The 8-week program is entirely free of charge.

WASHINGTON — A bouncy castle, face painting, live music, and the distribution of school supplies: all to mark the end of the "GOOD camp," a summer camp hosted by the GOOD organization which lasted eight weeks and welcomed about 200 kids from the underprivileged neighborhoods of DC such as Greenleaf and James Creek. 

"The camp was fun because we went on field trips, and we did fun stuff, we played games, we had fun and what I most like about it is that we went to the pool on Tuesdays and Thursdays," said 8-year old Azariah Anderson.

"We went on multiple field trips, college visits. Really just giving kids permission to dream and just exposing them to different things and trying to giving them a fun summer for free," said GOOD co-founder Danny Wright. 

The organization's co-founders say this is all about giving back to the communities that gave them so much. 

"It’s one of the reasons why I got involved and wanted to be a part of what GOOD had going on. Because I remember being a kid and not having the opportunities that we’re trying to provide for the kids now. It would have been extremely instrumental in my development because it – it would have broadened my horizons a little bit," said co-founder Ibrahim Lyles.
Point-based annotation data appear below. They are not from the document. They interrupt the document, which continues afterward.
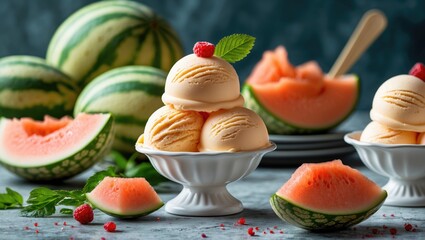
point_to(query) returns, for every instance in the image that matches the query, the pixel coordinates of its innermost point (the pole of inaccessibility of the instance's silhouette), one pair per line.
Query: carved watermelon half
(296, 100)
(326, 197)
(125, 197)
(54, 148)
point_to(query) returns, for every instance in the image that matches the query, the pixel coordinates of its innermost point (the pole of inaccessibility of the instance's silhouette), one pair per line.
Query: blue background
(309, 29)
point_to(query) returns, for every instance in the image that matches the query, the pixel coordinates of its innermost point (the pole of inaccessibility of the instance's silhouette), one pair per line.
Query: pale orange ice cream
(378, 133)
(173, 130)
(421, 138)
(236, 129)
(399, 103)
(202, 84)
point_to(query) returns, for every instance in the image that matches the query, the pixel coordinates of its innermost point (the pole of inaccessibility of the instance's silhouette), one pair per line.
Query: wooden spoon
(369, 28)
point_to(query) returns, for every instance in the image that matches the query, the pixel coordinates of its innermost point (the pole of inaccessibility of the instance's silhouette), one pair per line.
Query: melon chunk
(327, 196)
(54, 148)
(125, 197)
(300, 99)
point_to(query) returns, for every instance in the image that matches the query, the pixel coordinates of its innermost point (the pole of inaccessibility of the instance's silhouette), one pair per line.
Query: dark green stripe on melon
(318, 221)
(127, 86)
(82, 34)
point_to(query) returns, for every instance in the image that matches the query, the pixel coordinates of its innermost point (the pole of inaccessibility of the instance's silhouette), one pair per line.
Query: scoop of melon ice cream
(173, 130)
(399, 103)
(378, 133)
(236, 129)
(202, 84)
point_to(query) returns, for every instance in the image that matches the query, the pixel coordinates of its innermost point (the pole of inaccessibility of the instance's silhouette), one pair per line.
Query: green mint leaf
(94, 180)
(42, 202)
(235, 47)
(66, 211)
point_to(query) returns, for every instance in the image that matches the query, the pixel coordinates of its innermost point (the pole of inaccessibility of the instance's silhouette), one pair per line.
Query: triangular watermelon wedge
(294, 100)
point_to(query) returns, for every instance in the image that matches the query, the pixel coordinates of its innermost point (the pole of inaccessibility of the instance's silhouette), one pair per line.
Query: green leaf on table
(94, 180)
(11, 199)
(18, 197)
(42, 202)
(235, 47)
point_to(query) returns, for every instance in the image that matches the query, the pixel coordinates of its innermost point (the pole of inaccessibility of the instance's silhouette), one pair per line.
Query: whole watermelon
(110, 34)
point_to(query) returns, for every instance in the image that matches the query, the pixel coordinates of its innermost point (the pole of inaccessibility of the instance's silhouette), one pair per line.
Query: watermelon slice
(125, 197)
(295, 100)
(327, 196)
(54, 148)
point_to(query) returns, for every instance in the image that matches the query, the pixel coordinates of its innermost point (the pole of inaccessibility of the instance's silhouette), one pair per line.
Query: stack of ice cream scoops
(398, 110)
(203, 109)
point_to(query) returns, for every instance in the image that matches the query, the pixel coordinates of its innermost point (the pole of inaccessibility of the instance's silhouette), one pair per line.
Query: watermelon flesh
(302, 97)
(331, 187)
(26, 142)
(125, 197)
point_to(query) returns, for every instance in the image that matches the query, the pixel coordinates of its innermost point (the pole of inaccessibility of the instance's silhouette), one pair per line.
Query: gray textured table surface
(254, 192)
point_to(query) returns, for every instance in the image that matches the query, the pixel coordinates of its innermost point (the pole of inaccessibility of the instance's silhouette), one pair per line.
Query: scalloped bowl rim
(272, 146)
(353, 139)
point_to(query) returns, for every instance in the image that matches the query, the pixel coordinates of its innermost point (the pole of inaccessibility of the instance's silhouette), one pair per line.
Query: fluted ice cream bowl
(204, 176)
(403, 164)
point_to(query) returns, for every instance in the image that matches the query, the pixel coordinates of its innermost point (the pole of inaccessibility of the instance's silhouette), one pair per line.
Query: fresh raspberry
(241, 221)
(251, 231)
(110, 226)
(83, 214)
(418, 70)
(204, 49)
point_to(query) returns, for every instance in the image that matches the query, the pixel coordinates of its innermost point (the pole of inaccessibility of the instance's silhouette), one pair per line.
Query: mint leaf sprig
(235, 47)
(43, 201)
(10, 200)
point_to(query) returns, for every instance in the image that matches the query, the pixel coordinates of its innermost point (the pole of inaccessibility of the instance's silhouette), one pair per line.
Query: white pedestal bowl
(204, 176)
(403, 164)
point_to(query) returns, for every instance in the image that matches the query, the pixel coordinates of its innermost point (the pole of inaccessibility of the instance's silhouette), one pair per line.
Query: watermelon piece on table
(54, 149)
(327, 196)
(110, 34)
(125, 197)
(297, 100)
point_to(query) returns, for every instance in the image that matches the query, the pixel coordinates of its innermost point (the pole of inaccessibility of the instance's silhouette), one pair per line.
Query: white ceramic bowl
(204, 176)
(403, 164)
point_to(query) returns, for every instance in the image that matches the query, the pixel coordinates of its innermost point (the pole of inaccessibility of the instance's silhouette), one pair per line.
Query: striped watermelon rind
(319, 221)
(142, 213)
(110, 34)
(131, 94)
(29, 87)
(68, 166)
(276, 125)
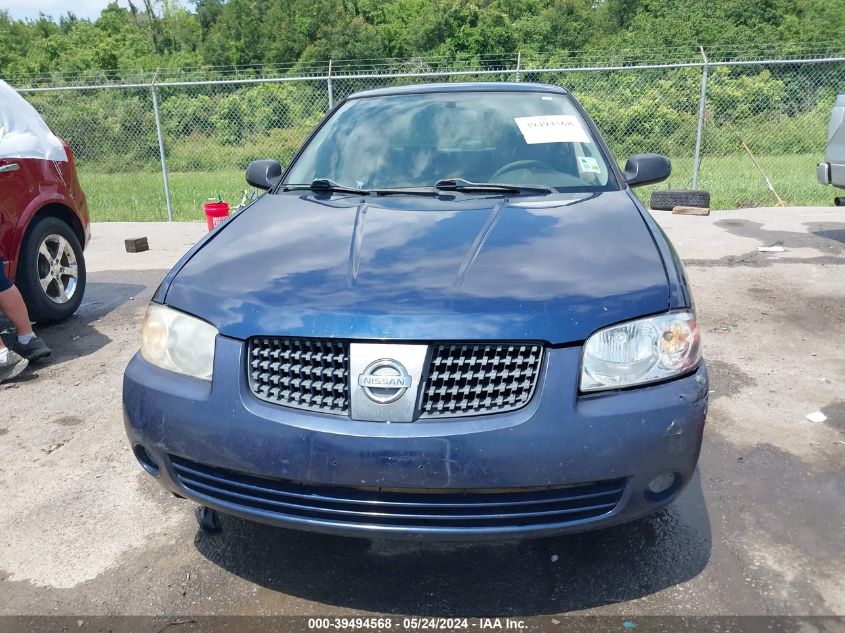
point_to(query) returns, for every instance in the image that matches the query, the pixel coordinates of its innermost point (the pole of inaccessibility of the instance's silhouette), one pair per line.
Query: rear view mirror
(263, 174)
(646, 169)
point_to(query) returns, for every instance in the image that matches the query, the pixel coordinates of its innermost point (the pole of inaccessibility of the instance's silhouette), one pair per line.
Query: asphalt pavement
(758, 531)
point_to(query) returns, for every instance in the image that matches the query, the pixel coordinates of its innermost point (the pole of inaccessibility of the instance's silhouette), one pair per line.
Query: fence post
(329, 81)
(699, 130)
(161, 153)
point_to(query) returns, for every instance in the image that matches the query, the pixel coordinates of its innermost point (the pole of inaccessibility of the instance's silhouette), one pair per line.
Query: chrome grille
(480, 379)
(303, 373)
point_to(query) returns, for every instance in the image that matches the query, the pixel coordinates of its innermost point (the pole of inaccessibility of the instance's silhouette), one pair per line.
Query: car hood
(552, 268)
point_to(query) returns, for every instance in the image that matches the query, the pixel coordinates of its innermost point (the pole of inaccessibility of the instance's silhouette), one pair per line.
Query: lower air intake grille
(308, 374)
(369, 507)
(480, 379)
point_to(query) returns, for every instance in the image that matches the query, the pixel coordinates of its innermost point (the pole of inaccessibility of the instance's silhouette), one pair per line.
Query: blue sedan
(449, 317)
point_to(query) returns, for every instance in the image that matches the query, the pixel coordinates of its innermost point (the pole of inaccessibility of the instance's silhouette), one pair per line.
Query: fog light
(662, 483)
(147, 462)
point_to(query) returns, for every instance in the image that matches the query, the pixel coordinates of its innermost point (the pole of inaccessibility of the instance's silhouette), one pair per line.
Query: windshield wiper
(406, 191)
(325, 184)
(459, 184)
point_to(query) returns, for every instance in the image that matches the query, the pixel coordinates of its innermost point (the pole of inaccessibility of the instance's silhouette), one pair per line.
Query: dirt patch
(68, 420)
(835, 413)
(727, 379)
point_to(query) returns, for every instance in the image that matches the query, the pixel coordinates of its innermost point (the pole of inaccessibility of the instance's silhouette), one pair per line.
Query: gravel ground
(759, 531)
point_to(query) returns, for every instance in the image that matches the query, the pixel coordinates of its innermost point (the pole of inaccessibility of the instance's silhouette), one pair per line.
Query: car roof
(472, 86)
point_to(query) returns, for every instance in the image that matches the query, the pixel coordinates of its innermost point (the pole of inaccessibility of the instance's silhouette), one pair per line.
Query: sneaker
(13, 366)
(36, 349)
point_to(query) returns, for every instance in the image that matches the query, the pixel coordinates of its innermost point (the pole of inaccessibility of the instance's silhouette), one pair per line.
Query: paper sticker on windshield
(588, 165)
(555, 128)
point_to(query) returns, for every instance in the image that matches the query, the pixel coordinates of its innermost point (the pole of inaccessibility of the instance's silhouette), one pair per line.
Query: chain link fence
(160, 147)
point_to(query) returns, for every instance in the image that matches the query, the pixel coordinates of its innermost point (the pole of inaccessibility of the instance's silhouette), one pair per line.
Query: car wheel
(7, 331)
(51, 270)
(668, 199)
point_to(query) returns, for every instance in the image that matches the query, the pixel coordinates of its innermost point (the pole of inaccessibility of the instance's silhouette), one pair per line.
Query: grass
(733, 182)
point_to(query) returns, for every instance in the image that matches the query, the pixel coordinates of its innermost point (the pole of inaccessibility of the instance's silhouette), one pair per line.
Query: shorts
(5, 284)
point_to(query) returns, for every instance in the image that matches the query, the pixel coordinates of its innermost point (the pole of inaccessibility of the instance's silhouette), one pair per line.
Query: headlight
(639, 352)
(179, 342)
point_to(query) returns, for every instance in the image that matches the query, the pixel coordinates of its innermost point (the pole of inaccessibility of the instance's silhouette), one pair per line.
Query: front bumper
(564, 463)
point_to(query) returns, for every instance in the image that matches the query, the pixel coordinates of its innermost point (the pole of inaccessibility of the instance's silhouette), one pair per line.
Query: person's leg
(12, 305)
(11, 364)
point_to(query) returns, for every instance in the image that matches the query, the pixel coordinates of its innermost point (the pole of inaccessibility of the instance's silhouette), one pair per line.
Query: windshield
(415, 140)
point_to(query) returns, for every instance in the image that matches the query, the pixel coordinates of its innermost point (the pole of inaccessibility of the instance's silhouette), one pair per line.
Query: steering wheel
(522, 164)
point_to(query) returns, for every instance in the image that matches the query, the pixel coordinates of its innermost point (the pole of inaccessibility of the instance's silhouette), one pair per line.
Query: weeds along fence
(159, 147)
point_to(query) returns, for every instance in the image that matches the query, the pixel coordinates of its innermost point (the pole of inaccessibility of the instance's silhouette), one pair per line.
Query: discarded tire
(668, 199)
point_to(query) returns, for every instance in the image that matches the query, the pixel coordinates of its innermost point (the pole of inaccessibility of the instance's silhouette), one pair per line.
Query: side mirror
(646, 169)
(263, 174)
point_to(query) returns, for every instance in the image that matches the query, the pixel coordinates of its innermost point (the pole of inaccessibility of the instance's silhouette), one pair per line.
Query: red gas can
(215, 213)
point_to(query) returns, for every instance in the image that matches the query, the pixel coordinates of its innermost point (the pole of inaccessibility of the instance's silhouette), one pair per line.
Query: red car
(44, 226)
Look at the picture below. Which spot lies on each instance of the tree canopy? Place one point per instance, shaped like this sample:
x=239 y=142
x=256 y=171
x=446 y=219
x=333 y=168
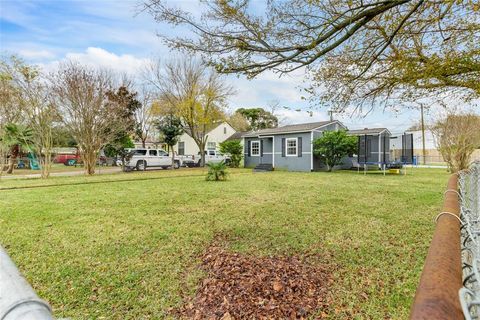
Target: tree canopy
x=359 y=51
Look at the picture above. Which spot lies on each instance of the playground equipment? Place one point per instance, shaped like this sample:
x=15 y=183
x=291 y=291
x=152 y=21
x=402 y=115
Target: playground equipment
x=34 y=164
x=374 y=150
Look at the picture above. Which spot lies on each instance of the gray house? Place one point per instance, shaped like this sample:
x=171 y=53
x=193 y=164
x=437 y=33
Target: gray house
x=288 y=147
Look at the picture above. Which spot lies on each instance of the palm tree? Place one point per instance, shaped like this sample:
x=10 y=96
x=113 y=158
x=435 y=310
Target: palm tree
x=15 y=137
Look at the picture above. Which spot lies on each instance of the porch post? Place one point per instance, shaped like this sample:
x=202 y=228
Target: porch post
x=273 y=151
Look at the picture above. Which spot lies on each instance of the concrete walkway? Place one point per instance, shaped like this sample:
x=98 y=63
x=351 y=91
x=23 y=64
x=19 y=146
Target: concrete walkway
x=62 y=174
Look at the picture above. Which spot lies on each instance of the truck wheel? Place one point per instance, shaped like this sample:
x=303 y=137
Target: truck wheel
x=141 y=165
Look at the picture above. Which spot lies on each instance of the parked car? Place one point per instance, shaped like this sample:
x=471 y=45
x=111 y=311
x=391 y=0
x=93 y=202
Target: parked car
x=72 y=159
x=142 y=159
x=211 y=156
x=69 y=159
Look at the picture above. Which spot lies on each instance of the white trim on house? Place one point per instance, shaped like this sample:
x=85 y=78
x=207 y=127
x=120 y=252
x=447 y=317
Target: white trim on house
x=296 y=147
x=303 y=152
x=251 y=148
x=311 y=148
x=267 y=135
x=273 y=151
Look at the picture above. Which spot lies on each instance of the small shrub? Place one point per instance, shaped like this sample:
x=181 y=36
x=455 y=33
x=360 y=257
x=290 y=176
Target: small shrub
x=233 y=148
x=217 y=171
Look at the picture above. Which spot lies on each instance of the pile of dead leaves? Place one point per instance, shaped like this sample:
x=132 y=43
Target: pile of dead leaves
x=244 y=287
"As we look around D.C.—the gentrification that’s happening, the economic development that’s happening. We want to ensure that the residents who have been here, the residents who have been impoverished have a pathway to benefit from that economic development that’s happening in the city," said co-founder Troy Bullock.

The ultimate goal, the co-founders say, is to get kids off the streets, and have families live fulfilling lives free from poverty and violence.

"The idle time sometimes you know that’s when the worst things happen. So we try to provide them with the exposure during that idle time to really build them and prepare them for the school year," said Bullock.

The kids attended the camp say their only regret is that the camp is over, and it'll soon be back to school. 

"I feel sad because I still want to go to good camp," said Anderson.